The Defense Department and National Nuclear Security Administration would have just three months to begin development of a nuclear sea-launched cruise missile when the Senate passes its 2024 defense policy bill.
Still under consideration by the Senate as of Wednesday, the National Defense Authorization Act (NDAA) would require that within 90 days of passage the undersecretary of defense for acquisition and sustainment establish a program to develop the new sea-launched missile, also called SLCM-N.
Parallel development of a sea-launched version of the W80-4 warhead would launch at the National Nuclear Security Administration (NNSA). That requires a formal request through the Nuclear Weapons Council to the NNSA.
The Biden administration, which wants to cancel the SLCM-N, zeroed out funding in its 2024 budget request for the weapon, which it considers redundant to the W76-2 low-yield, submarine-launched intercontinental ballistic missile warhead. It is the second year the White House has proposed blanking the cruise missile development program.

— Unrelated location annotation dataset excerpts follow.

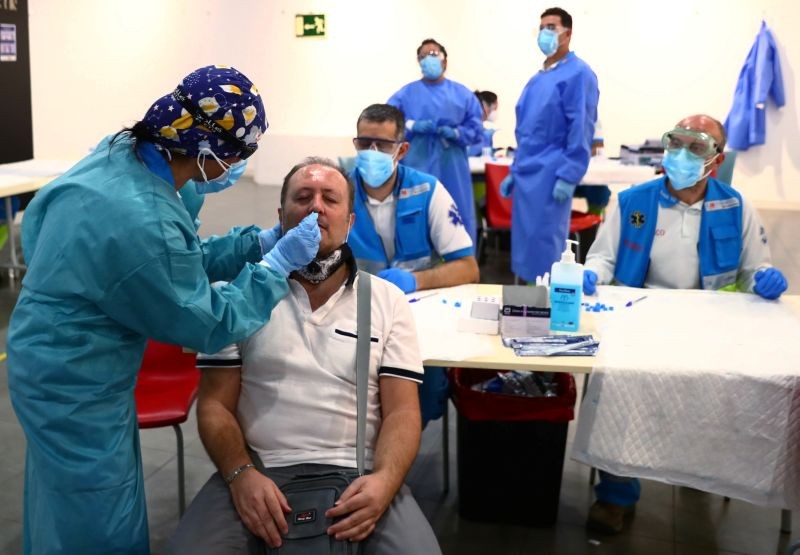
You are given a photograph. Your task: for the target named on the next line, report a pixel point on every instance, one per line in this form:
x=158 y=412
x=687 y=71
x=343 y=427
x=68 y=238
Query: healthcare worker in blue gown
x=443 y=118
x=555 y=124
x=113 y=259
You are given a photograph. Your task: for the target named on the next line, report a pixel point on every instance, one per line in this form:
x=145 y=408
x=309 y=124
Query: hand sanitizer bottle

Now, Congress has once more come to SLCM-N’s rescue. The Senate committee’s NDAA would have the weapon ready to deploy on Navy submarines by fiscal year 2035, which begins Oct. 1 of next year.
To meet that deadline, the Senate also included $75 million for development of the sea-launched version of the W80-4 warhead and another $190 million for the missile through the Navy’s Precision Strike Weapons Development Program.